Scrambler und die Franzosen 

Hmmm, was ist das denn? Eine Scrambler ist irgendwie cool. Sofort kommt einem Mr. Cool alias Steve McQueen in den Kopf, der vorzugsweise mit nacktem Oberkörper und Kippe im Hals unterwegs war. Seine Husqvarna 400 Cross wurde unlängst für den Rekordpreis von 144.500 Dollar versteigert. Auch George Clooney oder Marlon Brando wurden auf ähnlichen Mopeds gesichtet, ebenfalls nicht uncool. In neueren Zeiten kam sogar eine Triumph Scrambler aus dem Film „Jurassic World“ von 2015 unter dem Hammer. Das originale Filmmotorrad wurde für einen guten Zweck versteigert.
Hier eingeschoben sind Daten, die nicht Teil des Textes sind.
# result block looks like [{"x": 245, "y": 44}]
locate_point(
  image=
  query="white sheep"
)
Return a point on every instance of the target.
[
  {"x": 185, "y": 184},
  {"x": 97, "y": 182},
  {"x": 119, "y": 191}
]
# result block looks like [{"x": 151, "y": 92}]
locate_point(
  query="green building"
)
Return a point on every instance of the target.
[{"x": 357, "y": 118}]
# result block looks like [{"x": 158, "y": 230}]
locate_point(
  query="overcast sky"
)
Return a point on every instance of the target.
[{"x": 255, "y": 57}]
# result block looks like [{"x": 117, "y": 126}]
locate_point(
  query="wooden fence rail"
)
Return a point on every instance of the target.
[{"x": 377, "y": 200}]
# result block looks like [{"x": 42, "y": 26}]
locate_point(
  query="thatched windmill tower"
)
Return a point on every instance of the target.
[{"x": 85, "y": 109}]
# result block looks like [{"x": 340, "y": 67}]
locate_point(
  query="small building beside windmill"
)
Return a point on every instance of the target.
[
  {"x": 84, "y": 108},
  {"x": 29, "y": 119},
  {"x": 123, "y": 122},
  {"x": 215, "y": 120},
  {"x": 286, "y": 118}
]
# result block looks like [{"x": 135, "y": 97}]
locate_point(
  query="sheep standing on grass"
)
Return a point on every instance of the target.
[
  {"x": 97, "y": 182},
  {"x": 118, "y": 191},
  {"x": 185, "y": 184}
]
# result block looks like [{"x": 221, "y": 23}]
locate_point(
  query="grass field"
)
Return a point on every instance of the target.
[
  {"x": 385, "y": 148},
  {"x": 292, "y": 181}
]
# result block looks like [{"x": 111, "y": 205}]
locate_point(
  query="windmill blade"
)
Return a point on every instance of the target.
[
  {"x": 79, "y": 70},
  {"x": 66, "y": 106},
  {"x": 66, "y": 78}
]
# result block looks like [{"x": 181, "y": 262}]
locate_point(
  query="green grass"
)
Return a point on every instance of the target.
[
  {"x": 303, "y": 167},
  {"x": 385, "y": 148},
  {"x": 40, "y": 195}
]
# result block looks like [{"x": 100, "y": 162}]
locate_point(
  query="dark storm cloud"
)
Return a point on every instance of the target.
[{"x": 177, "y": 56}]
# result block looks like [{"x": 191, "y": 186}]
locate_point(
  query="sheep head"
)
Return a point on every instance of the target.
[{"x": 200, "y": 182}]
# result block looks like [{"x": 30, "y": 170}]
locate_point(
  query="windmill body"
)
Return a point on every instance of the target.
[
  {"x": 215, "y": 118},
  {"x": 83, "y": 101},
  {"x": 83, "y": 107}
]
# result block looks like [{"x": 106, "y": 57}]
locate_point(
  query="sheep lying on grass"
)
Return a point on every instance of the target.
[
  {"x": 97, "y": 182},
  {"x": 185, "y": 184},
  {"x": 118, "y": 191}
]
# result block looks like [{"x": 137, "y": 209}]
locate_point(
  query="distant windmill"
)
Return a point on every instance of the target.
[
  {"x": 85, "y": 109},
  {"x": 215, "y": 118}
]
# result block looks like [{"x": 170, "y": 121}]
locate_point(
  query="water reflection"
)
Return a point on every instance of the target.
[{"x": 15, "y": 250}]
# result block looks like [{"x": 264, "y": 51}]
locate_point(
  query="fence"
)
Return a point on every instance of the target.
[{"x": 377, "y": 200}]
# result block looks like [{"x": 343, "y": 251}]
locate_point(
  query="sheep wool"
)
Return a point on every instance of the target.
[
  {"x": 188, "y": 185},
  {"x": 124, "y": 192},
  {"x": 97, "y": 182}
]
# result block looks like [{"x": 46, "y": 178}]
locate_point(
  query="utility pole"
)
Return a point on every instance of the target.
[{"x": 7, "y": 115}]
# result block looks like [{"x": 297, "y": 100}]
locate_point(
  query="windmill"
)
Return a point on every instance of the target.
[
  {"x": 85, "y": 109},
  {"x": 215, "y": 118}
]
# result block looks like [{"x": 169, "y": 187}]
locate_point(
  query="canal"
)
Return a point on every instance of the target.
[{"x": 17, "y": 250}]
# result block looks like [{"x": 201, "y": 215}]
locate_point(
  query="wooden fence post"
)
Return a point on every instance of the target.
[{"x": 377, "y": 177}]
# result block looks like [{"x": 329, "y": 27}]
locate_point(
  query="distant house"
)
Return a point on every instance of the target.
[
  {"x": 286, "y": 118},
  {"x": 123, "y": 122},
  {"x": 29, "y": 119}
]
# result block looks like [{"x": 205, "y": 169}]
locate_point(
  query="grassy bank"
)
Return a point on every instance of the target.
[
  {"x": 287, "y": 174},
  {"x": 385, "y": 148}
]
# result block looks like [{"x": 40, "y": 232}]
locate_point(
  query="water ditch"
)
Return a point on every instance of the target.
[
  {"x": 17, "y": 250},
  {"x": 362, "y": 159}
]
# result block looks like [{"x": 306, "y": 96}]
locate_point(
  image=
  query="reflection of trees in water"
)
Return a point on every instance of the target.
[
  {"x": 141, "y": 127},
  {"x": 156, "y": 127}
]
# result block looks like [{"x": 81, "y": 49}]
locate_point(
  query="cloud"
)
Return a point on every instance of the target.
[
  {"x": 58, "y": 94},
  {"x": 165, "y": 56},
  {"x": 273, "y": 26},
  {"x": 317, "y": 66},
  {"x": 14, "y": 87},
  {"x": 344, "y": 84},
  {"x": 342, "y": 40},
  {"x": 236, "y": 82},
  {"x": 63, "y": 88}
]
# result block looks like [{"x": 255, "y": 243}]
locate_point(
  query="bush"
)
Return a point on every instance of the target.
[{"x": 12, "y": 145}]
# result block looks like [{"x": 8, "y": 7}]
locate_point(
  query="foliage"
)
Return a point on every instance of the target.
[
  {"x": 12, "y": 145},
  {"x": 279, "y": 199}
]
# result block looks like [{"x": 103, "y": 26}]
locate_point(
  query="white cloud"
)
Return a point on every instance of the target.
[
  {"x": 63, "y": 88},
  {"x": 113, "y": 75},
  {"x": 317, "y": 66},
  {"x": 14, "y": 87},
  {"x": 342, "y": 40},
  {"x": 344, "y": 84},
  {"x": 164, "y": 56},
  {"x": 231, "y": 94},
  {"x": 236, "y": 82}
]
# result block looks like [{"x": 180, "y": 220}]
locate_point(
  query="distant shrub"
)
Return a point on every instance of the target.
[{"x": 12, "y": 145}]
Ums cool sein geht’s hier also, und Triumph lässt Kunden ab 14.550 Euronen aufsteigen. Schauen wir ganz kurz in die Geschichte der Scrambler, die nicht wie vermutet in den USA, sondern in Frankreich begann. In den 50er- und 60er-Jahren dürstete es einer immer größer werdenden Moped-Gemeinde nach geländegängigeren Motorrädern. Dummerweise waren aber die Enduros für den Massenmarkt mit Straßenzulassung noch gar nicht erfunden. Wo ein Franzose, da ein Weg.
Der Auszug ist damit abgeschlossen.